You will also be leveraging your software engineering expertise to develop software platforms and tools to optimise the operational and engineering efficiencies of complex systems at scale, with particular focus on improving the systems' observability, performance and maintainability.
- Lead the engineering team to build, expand and operate TikTok e-Commerce global infrastructure, including large-scale systems in public and private clouds, data centers and content delivery networks.
- Develop automation, data visualization and automated monitoring processes to facilitate the optimization of the TikTok e-Commerce platform infrastructure.

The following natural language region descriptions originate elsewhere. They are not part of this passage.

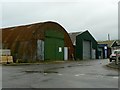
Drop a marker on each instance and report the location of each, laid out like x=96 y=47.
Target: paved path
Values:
x=83 y=74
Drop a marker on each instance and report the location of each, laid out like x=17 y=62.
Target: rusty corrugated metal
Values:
x=22 y=39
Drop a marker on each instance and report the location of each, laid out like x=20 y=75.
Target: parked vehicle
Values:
x=114 y=55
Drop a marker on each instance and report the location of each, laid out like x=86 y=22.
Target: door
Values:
x=86 y=49
x=65 y=53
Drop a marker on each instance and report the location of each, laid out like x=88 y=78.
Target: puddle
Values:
x=41 y=71
x=77 y=65
x=112 y=75
x=55 y=68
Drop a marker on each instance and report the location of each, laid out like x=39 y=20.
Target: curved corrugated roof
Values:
x=26 y=33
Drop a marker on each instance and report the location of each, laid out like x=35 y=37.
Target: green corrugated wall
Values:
x=54 y=40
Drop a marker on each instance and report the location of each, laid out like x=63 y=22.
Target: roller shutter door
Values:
x=86 y=49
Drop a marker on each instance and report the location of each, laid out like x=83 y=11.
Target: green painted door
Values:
x=54 y=44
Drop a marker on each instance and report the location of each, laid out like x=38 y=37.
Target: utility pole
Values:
x=108 y=37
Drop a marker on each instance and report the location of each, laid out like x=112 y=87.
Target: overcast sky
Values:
x=100 y=17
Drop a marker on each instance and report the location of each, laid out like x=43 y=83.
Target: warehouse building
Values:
x=39 y=41
x=85 y=45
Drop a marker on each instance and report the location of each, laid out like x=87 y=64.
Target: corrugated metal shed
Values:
x=22 y=40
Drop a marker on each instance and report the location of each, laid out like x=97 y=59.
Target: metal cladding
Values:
x=22 y=39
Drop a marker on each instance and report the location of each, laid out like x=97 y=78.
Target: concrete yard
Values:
x=83 y=74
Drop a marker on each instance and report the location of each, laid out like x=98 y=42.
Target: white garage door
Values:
x=86 y=49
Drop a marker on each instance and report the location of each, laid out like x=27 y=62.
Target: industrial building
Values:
x=39 y=41
x=85 y=45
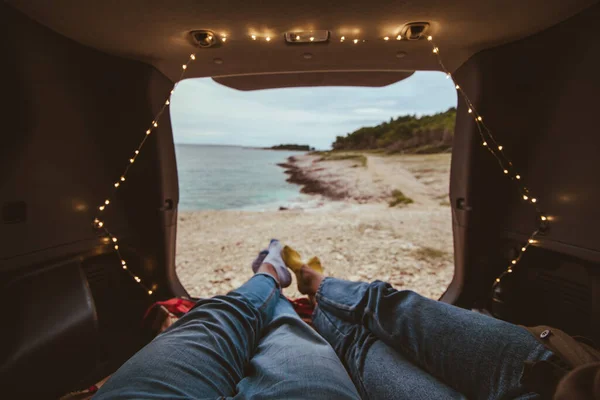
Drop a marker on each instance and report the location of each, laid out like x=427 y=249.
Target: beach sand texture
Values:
x=350 y=227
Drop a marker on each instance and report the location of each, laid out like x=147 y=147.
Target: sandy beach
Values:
x=346 y=221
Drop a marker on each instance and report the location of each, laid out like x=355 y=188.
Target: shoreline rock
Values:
x=310 y=184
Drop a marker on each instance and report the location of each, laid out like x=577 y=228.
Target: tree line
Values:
x=405 y=134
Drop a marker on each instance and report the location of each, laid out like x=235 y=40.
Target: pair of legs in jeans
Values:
x=372 y=342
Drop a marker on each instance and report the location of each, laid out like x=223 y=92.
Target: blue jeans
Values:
x=248 y=344
x=398 y=344
x=251 y=344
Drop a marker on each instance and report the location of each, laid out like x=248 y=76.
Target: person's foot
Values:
x=273 y=258
x=259 y=260
x=309 y=281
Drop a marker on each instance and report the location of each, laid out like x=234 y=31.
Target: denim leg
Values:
x=204 y=354
x=293 y=361
x=477 y=355
x=378 y=371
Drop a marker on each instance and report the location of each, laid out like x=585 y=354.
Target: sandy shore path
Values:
x=357 y=237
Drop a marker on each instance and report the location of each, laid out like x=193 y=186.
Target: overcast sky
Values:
x=205 y=112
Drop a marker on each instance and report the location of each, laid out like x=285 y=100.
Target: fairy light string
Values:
x=98 y=220
x=488 y=141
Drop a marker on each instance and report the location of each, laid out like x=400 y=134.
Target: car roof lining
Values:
x=158 y=32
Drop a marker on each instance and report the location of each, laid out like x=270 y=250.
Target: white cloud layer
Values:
x=205 y=112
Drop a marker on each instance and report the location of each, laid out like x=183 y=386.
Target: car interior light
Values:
x=307 y=36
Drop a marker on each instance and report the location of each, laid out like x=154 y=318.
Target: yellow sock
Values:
x=293 y=260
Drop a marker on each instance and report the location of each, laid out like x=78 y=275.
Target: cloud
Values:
x=205 y=112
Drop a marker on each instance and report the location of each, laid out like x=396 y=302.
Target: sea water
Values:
x=229 y=177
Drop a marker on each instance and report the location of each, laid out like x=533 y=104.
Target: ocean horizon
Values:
x=229 y=177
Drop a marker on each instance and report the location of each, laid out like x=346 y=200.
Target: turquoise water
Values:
x=227 y=177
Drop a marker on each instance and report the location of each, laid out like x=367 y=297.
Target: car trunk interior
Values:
x=81 y=83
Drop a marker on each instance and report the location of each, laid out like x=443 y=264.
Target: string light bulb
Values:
x=97 y=222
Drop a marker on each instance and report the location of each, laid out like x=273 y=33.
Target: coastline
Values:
x=344 y=218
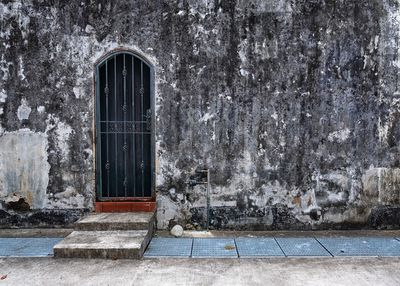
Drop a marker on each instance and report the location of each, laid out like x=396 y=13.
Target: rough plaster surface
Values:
x=293 y=105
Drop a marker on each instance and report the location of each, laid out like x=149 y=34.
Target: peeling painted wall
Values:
x=294 y=106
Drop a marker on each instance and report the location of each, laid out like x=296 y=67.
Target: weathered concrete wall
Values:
x=293 y=105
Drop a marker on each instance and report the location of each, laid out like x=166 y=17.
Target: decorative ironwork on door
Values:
x=124 y=128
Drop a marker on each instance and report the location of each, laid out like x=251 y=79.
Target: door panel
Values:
x=124 y=128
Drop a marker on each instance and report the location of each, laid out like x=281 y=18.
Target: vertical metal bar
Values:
x=106 y=91
x=125 y=145
x=134 y=126
x=208 y=199
x=152 y=133
x=142 y=127
x=116 y=130
x=98 y=135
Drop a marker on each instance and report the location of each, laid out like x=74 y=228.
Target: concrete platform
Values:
x=108 y=235
x=104 y=244
x=116 y=221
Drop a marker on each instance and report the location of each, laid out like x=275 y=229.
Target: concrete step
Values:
x=115 y=244
x=116 y=221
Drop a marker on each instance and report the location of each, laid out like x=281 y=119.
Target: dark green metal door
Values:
x=124 y=128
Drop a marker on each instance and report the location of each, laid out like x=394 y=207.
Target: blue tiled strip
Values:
x=258 y=247
x=246 y=247
x=302 y=246
x=214 y=247
x=362 y=246
x=169 y=247
x=27 y=247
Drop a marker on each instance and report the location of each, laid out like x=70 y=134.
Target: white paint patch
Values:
x=21 y=70
x=206 y=117
x=339 y=136
x=24 y=170
x=63 y=132
x=24 y=110
x=78 y=91
x=40 y=109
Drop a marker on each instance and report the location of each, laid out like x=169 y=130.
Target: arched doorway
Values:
x=124 y=128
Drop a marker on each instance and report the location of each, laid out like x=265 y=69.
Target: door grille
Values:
x=124 y=128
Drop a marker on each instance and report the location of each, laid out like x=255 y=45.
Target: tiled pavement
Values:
x=245 y=247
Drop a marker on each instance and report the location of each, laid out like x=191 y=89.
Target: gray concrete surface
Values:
x=116 y=221
x=291 y=272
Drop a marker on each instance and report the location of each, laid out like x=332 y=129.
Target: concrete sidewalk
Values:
x=275 y=271
x=290 y=271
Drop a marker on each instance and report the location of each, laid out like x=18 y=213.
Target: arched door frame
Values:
x=97 y=140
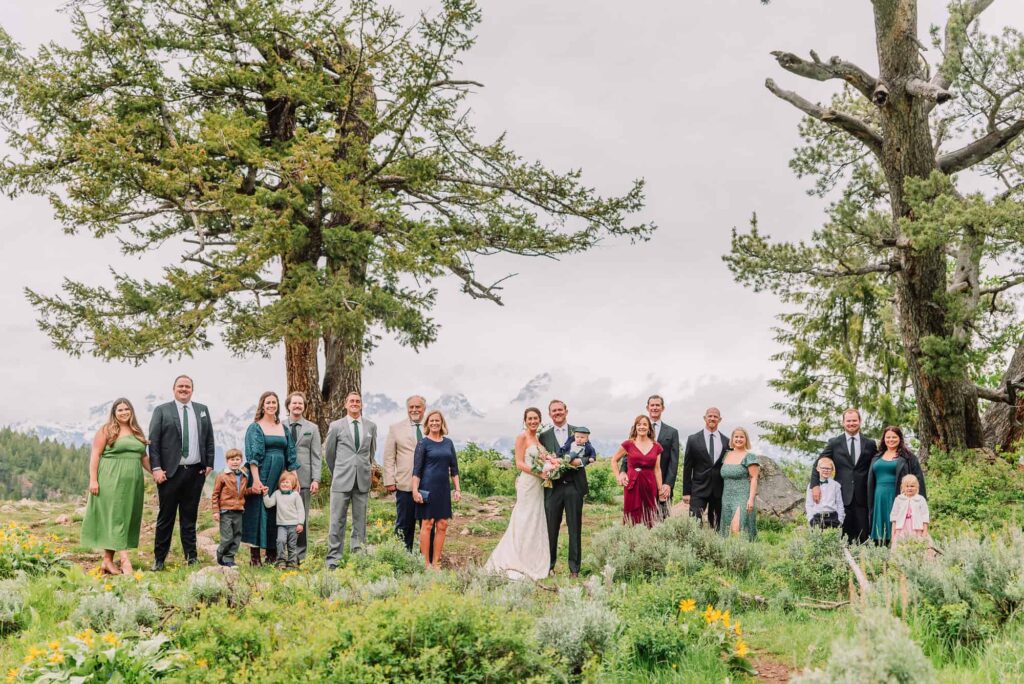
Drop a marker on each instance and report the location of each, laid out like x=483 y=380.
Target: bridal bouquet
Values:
x=550 y=466
x=547 y=466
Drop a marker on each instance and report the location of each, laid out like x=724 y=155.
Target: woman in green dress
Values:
x=739 y=478
x=268 y=453
x=114 y=512
x=883 y=482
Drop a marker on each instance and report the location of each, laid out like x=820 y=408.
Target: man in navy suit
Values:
x=852 y=454
x=702 y=469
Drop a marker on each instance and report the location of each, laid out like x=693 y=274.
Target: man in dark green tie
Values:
x=181 y=453
x=399 y=447
x=349 y=449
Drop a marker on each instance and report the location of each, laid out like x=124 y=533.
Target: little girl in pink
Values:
x=909 y=514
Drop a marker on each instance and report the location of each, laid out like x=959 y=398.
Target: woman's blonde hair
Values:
x=745 y=434
x=426 y=421
x=112 y=428
x=650 y=428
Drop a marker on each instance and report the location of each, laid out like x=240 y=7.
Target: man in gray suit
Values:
x=350 y=445
x=305 y=436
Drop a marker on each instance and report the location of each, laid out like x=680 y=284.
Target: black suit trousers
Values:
x=855 y=523
x=179 y=496
x=711 y=505
x=564 y=499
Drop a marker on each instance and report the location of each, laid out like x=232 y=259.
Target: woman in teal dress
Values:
x=114 y=512
x=739 y=479
x=268 y=453
x=883 y=482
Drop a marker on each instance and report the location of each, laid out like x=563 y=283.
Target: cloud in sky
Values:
x=672 y=92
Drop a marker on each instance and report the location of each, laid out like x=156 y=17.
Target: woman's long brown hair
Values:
x=113 y=428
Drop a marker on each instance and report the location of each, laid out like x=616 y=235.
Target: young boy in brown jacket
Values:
x=229 y=494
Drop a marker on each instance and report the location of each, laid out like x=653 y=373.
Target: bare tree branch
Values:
x=928 y=90
x=840 y=120
x=991 y=394
x=824 y=71
x=955 y=40
x=980 y=150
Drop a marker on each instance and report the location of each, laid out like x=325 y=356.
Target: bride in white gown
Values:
x=523 y=550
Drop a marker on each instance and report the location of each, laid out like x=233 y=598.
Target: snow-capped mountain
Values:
x=455 y=407
x=379 y=404
x=534 y=389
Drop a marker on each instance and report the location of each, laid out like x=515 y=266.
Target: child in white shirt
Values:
x=828 y=512
x=909 y=515
x=291 y=515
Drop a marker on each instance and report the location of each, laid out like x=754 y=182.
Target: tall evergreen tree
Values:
x=895 y=143
x=314 y=161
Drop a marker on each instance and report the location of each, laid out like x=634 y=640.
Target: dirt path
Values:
x=771 y=671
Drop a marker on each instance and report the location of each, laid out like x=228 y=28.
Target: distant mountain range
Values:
x=469 y=423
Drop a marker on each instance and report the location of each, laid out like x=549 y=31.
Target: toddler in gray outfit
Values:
x=291 y=514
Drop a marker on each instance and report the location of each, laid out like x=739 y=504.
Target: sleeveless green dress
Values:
x=735 y=492
x=114 y=517
x=885 y=495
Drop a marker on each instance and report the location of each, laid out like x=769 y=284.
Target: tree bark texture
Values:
x=946 y=403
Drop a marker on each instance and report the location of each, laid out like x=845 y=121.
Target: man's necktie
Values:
x=184 y=432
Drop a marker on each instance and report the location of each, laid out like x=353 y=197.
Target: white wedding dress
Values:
x=523 y=550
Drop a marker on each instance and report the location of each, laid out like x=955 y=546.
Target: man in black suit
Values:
x=565 y=495
x=668 y=437
x=852 y=454
x=702 y=469
x=181 y=454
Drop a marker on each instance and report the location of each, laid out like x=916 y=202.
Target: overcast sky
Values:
x=669 y=91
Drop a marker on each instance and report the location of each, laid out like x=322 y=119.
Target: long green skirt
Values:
x=114 y=517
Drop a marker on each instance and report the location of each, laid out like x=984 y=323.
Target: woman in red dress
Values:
x=642 y=479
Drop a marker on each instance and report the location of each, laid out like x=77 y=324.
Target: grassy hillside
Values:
x=673 y=604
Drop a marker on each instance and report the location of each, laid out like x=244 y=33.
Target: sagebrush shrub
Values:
x=109 y=612
x=880 y=651
x=577 y=629
x=14 y=612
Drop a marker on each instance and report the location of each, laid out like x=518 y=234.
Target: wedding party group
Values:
x=262 y=497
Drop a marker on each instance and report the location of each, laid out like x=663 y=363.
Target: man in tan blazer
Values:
x=398 y=451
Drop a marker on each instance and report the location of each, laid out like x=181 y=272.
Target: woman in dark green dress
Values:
x=114 y=512
x=269 y=452
x=739 y=487
x=883 y=482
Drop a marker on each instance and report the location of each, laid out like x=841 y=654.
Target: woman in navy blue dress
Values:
x=433 y=464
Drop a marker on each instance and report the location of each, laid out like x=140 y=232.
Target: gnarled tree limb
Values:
x=840 y=120
x=824 y=71
x=980 y=150
x=928 y=90
x=955 y=40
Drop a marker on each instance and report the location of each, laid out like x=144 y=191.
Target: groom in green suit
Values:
x=565 y=494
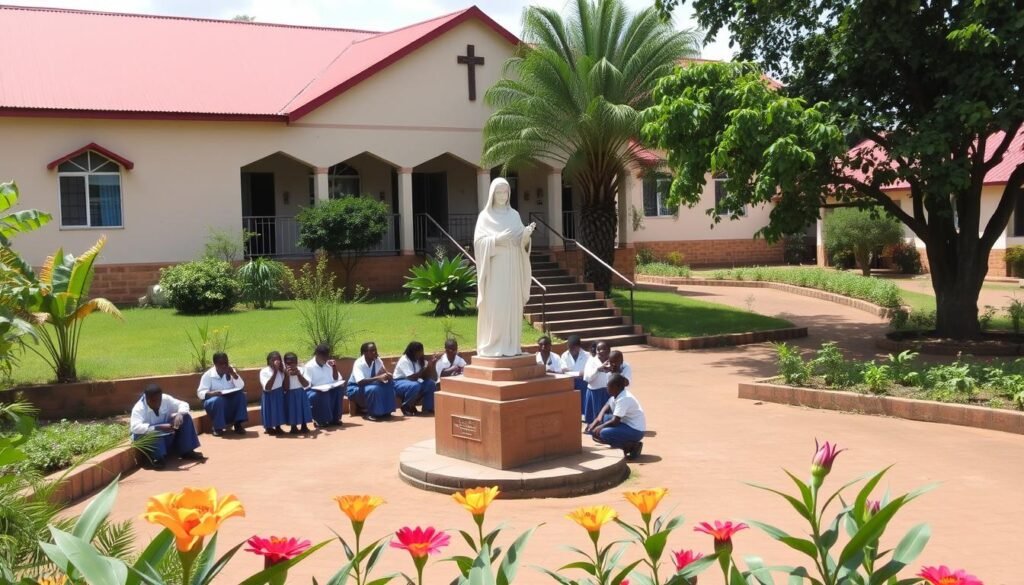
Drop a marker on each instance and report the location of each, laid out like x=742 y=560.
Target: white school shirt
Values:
x=554 y=364
x=574 y=366
x=628 y=409
x=211 y=381
x=406 y=368
x=143 y=419
x=443 y=364
x=318 y=375
x=597 y=379
x=360 y=370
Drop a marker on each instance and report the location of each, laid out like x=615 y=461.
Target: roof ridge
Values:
x=175 y=17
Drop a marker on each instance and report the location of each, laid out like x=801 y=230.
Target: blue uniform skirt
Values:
x=272 y=408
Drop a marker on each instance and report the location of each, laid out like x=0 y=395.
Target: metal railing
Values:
x=565 y=240
x=429 y=223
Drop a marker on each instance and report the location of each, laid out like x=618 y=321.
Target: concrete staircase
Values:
x=573 y=307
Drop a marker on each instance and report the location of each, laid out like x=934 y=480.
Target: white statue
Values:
x=501 y=244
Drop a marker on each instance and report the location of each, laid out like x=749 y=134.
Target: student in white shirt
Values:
x=551 y=362
x=574 y=362
x=371 y=386
x=413 y=379
x=220 y=388
x=621 y=423
x=451 y=364
x=326 y=387
x=598 y=369
x=167 y=419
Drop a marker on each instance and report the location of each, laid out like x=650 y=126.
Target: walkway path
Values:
x=707 y=444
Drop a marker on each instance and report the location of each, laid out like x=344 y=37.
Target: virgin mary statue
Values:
x=502 y=245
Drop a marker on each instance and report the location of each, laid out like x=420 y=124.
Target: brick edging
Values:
x=644 y=281
x=727 y=339
x=908 y=409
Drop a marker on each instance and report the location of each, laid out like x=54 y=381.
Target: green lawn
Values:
x=670 y=315
x=153 y=340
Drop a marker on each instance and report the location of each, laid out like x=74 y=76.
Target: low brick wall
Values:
x=961 y=415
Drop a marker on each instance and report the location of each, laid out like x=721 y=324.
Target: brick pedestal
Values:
x=506 y=412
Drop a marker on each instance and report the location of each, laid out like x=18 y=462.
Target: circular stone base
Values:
x=593 y=470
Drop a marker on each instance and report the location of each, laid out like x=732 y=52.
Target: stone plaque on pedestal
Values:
x=507 y=412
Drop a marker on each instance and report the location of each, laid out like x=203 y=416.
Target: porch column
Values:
x=321 y=189
x=482 y=187
x=406 y=210
x=554 y=209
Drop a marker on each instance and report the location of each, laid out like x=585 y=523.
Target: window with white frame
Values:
x=343 y=179
x=655 y=195
x=90 y=192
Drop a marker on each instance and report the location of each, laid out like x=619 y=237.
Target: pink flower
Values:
x=420 y=542
x=945 y=576
x=276 y=549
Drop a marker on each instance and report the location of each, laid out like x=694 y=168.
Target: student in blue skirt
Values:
x=297 y=411
x=271 y=379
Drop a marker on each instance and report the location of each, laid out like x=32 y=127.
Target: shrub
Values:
x=201 y=287
x=262 y=281
x=907 y=258
x=448 y=284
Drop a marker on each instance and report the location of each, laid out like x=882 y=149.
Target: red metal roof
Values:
x=80 y=63
x=999 y=174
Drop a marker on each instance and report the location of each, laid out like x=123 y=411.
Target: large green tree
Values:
x=573 y=94
x=935 y=88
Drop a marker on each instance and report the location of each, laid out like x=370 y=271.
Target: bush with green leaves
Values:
x=448 y=284
x=201 y=287
x=262 y=281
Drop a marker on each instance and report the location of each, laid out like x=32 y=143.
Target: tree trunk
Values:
x=597 y=227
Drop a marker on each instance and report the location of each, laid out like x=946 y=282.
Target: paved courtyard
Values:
x=705 y=445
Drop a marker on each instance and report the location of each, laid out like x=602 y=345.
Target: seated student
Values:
x=413 y=379
x=596 y=373
x=573 y=362
x=621 y=423
x=371 y=386
x=271 y=379
x=167 y=419
x=451 y=364
x=552 y=363
x=297 y=411
x=326 y=387
x=219 y=388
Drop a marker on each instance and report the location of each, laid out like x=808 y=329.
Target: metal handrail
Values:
x=537 y=217
x=544 y=289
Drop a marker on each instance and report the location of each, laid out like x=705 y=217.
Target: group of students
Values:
x=297 y=395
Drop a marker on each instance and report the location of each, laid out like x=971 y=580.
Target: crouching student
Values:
x=167 y=421
x=371 y=386
x=326 y=387
x=413 y=379
x=220 y=389
x=621 y=423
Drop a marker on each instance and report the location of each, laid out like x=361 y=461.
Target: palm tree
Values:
x=572 y=95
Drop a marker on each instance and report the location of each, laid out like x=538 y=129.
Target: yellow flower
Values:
x=192 y=514
x=476 y=500
x=646 y=500
x=358 y=507
x=592 y=517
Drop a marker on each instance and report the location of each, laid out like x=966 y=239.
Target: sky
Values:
x=367 y=14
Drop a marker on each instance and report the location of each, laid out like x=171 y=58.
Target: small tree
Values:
x=862 y=233
x=344 y=228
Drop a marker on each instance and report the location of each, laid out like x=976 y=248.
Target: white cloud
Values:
x=369 y=14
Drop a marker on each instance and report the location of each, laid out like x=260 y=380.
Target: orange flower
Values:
x=646 y=500
x=192 y=514
x=476 y=500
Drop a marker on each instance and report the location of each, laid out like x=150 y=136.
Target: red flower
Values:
x=684 y=557
x=945 y=576
x=276 y=549
x=420 y=542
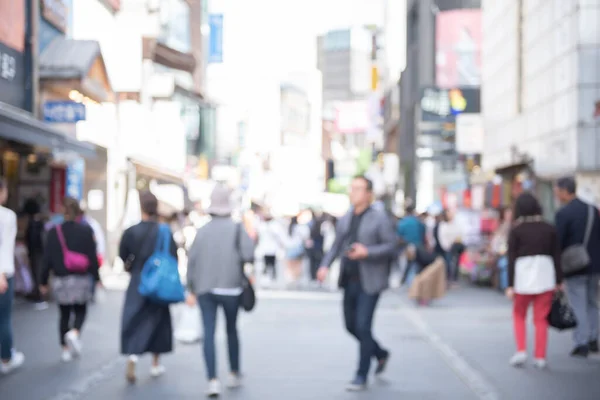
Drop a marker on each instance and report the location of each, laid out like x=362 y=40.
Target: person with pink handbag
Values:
x=71 y=257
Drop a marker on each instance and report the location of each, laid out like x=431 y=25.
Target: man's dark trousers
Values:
x=359 y=309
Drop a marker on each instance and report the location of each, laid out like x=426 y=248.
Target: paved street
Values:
x=294 y=348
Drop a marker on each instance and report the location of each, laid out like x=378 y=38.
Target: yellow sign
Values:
x=202 y=169
x=374 y=77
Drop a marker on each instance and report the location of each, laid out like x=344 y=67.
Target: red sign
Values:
x=114 y=4
x=58 y=179
x=458 y=48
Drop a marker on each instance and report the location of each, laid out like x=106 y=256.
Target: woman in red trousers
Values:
x=534 y=274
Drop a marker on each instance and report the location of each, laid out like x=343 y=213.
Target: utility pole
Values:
x=34 y=24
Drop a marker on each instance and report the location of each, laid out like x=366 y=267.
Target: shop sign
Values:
x=115 y=5
x=65 y=112
x=75 y=176
x=56 y=13
x=57 y=189
x=12 y=77
x=443 y=105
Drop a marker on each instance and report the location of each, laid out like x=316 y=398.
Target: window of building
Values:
x=520 y=52
x=175 y=25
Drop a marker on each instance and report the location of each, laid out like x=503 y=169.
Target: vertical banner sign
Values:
x=75 y=176
x=57 y=189
x=215 y=48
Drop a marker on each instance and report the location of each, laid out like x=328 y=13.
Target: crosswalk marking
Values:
x=474 y=380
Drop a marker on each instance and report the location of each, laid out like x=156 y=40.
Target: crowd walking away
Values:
x=534 y=275
x=215 y=279
x=10 y=359
x=146 y=326
x=578 y=225
x=366 y=242
x=71 y=258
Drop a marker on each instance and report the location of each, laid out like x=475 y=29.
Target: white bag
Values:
x=187 y=328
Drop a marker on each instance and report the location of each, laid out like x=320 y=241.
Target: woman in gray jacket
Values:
x=214 y=279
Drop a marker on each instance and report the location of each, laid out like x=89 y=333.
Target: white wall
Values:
x=394 y=40
x=547 y=126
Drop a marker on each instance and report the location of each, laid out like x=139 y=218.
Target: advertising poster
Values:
x=12 y=44
x=458 y=48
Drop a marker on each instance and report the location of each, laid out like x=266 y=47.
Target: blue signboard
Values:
x=75 y=177
x=215 y=48
x=68 y=112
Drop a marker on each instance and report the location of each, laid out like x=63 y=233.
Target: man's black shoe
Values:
x=382 y=364
x=580 y=351
x=359 y=384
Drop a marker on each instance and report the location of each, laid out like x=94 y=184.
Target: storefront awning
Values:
x=76 y=65
x=21 y=127
x=157 y=172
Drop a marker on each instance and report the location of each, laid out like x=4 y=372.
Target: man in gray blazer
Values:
x=367 y=243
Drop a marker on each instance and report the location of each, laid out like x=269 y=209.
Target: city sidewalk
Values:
x=294 y=347
x=477 y=324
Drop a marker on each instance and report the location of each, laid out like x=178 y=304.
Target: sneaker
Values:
x=130 y=369
x=382 y=364
x=15 y=362
x=157 y=370
x=234 y=381
x=66 y=356
x=74 y=343
x=580 y=351
x=359 y=384
x=214 y=388
x=519 y=359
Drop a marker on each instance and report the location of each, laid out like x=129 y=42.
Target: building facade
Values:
x=421 y=73
x=344 y=59
x=45 y=76
x=541 y=97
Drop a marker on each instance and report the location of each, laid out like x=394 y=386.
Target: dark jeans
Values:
x=78 y=312
x=36 y=265
x=209 y=304
x=315 y=256
x=359 y=310
x=271 y=264
x=452 y=267
x=6 y=300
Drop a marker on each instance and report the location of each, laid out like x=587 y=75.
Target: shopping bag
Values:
x=187 y=327
x=561 y=314
x=160 y=281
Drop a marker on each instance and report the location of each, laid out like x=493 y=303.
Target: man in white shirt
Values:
x=10 y=359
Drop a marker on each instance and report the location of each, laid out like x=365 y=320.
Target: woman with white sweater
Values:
x=10 y=359
x=449 y=238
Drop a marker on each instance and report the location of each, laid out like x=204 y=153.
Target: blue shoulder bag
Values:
x=160 y=281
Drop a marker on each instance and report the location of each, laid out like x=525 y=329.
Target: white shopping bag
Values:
x=187 y=327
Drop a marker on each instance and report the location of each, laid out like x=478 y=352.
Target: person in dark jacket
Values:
x=315 y=244
x=146 y=326
x=34 y=239
x=72 y=290
x=582 y=286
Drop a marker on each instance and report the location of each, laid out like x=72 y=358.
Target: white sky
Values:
x=281 y=34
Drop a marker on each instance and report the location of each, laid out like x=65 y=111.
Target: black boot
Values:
x=580 y=351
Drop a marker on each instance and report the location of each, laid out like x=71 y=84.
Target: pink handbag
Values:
x=74 y=261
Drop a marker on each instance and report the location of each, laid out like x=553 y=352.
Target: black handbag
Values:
x=248 y=296
x=561 y=314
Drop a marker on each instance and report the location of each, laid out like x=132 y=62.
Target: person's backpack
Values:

- Drive the design and engineering of tools, as well as platform solutions, to optimize product engineering and operation efficiencies.
- Own governance, cost management, security & compliance, backup & disaster recovery for the platform infrastructure.
- Manage oncall processes to respond to performance and reliability issues, and establish best practices for coordinating escalation to resolve issues and minimize downtime.
- Bachelor's degree or higher in Computer Science or a related technical discipline, or equivalent working experience.
- 6+ years experience in Cloud Architecture or DevOps.
- 4+ years experience working with Unix Linux systems from kernel to shell and beyond with experience working with system libraries, file systems, and client-server protocols.
- Demonstrable experience in one or more programming languages such as Java, C++, Go, or scripting experience in Shell and Python.
- Expertise in designing, analyzing, and troubleshooting large-scale distributed systems.
- Agile, quick self-learner, highly self-motivated with strong sense of product ownership and creative problem solver.
- Operational experience running a 24x7 production infrastructure at scale.
- Ability to lead independent research to solve complex technical problems.
- Empathetic and results-oriented leader and mentor.
- Good collaborator and team player, comfortable working in a fast moving, culturally diverse and globally distributed team environment.